From: Peter Zijlstra <peterz@infradead.org>
To: Suren Baghdasaryan <surenb@google.com>
Cc: akpm@linux-foundation.org, willy@infradead.org,
liam.howlett@oracle.com, lorenzo.stoakes@oracle.com,
mhocko@suse.com, vbabka@suse.cz, hannes@cmpxchg.org,
mjguzik@gmail.com, oliver.sang@intel.com,
mgorman@techsingularity.net, david@redhat.com, peterx@redhat.com,
oleg@redhat.com, dave@stgolabs.net, paulmck@kernel.org,
brauner@kernel.org, dhowells@redhat.com, hdanton@sina.com,
hughd@google.com, lokeshgidra@google.com, minchan@google.com,
jannh@google.com, shakeel.butt@linux.dev, souravpanda@google.com,
pasha.tatashin@soleen.com, klarasmodin@gmail.com, corbet@lwn.net,
linux-doc@vger.kernel.org, linux-mm@kvack.org,
linux-kernel@vger.kernel.org, kernel-team@android.com
Subject: Re: [PATCH v6 10/16] mm: replace vm_lock and detached flag with a reference count
Date: Tue, 17 Dec 2024 11:30:35 +0100 [thread overview]
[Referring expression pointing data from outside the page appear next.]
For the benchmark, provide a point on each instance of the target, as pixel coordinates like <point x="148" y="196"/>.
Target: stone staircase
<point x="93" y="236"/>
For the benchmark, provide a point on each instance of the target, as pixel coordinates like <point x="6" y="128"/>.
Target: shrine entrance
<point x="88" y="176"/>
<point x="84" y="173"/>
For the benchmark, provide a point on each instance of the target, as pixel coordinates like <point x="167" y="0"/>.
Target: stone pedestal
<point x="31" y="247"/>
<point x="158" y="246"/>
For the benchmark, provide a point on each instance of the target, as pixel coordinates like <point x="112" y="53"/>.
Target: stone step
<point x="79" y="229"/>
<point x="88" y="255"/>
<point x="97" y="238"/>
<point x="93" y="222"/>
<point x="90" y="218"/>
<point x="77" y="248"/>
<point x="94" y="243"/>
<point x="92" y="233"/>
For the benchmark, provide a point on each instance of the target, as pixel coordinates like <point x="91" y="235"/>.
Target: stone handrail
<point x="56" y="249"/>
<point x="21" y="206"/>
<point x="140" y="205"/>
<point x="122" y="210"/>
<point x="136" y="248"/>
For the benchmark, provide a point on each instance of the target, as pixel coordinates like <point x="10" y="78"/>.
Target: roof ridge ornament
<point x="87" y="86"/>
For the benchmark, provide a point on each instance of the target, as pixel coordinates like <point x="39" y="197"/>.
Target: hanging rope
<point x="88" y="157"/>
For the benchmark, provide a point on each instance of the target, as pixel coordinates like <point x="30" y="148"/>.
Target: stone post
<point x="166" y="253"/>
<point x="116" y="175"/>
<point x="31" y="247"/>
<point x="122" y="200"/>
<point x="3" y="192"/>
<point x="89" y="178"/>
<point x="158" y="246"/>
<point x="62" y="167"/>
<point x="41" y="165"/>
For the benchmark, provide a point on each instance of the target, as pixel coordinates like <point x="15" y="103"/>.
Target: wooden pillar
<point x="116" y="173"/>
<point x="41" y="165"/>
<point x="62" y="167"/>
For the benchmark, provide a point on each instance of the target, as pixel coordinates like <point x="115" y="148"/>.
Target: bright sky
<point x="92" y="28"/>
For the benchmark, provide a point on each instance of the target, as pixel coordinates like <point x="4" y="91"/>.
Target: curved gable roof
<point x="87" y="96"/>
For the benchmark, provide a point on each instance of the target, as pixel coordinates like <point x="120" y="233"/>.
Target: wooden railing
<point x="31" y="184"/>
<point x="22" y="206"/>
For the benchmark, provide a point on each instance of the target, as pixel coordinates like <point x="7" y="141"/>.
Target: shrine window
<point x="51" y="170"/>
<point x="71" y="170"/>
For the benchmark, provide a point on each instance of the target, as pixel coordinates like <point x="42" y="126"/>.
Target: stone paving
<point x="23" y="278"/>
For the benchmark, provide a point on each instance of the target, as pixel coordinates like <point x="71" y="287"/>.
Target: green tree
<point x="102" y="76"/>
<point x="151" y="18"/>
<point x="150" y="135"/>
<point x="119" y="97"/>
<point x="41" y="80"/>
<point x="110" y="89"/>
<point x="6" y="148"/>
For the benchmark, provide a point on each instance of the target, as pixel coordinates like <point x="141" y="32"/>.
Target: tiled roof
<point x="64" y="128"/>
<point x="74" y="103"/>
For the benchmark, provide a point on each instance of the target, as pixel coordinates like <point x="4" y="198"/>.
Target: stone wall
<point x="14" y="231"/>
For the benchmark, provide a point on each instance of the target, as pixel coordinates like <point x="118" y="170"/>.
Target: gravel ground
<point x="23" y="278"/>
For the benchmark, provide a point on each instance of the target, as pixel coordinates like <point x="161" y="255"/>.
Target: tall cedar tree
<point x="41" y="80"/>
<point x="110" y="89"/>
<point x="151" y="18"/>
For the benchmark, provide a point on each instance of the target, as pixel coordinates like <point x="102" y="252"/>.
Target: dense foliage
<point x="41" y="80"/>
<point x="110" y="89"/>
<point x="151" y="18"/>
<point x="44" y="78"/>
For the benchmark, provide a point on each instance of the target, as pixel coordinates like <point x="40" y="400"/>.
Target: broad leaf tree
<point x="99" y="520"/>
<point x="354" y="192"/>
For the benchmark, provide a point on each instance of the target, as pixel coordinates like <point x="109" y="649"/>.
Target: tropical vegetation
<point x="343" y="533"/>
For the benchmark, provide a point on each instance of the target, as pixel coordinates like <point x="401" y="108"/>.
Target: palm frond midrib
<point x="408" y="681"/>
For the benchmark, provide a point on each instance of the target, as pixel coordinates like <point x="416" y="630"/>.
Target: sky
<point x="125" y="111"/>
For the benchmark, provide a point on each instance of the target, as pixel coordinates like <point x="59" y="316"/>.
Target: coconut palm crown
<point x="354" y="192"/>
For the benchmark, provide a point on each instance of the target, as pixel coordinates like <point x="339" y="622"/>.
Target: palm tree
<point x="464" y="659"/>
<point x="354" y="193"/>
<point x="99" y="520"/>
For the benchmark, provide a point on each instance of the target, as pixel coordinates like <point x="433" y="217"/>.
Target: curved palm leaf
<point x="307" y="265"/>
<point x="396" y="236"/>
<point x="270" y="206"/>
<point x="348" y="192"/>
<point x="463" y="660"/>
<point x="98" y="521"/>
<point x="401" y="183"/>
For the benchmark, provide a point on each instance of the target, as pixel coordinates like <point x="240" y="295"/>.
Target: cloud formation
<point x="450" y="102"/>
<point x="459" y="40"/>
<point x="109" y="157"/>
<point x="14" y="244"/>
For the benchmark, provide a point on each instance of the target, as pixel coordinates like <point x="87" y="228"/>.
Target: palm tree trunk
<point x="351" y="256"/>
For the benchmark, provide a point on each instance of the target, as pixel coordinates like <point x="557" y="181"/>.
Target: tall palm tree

Message-ID: <20241217103035.GD11133@noisy.programming.kicks-ass.net> (raw)
In-Reply-To: <CAJuCfpEu_rZkC+ktWXE=rA-VenFBZR9VQ-SnVkDbXUqsd3Ys_A@mail.gmail.com>
On Mon, Dec 16, 2024 at 01:44:45PM -0800, Suren Baghdasaryan wrote:
> On Mon, Dec 16, 2024 at 1:38 PM Peter Zijlstra <peterz@infradead.org> wrote:
> >
> > On Mon, Dec 16, 2024 at 11:24:13AM -0800, Suren Baghdasaryan wrote:
> > > +static inline void vma_refcount_put(struct vm_area_struct *vma)
> > > +{
> > > + int refcnt;
> > > +
> > > + if (!__refcount_dec_and_test(&vma->vm_refcnt, &refcnt)) {
> > > + rwsem_release(&vma->vmlock_dep_map, _RET_IP_);
> > > +
> > > + if (refcnt & VMA_STATE_LOCKED)
> > > + rcuwait_wake_up(&vma->vm_mm->vma_writer_wait);
> > > + }
> > > +}
> > > +
> > > /*
> > > * Try to read-lock a vma. The function is allowed to occasionally yield false
> > > * locked result to avoid performance overhead, in which case we fall back to
> > > @@ -710,6 +728,8 @@ static inline void vma_lock_init(struct vm_area_struct *vma)
> > > */
> > > static inline bool vma_start_read(struct vm_area_struct *vma)
> > > {
> > > + int oldcnt;
> > > +
> > > /*
> > > * Check before locking. A race might cause false locked result.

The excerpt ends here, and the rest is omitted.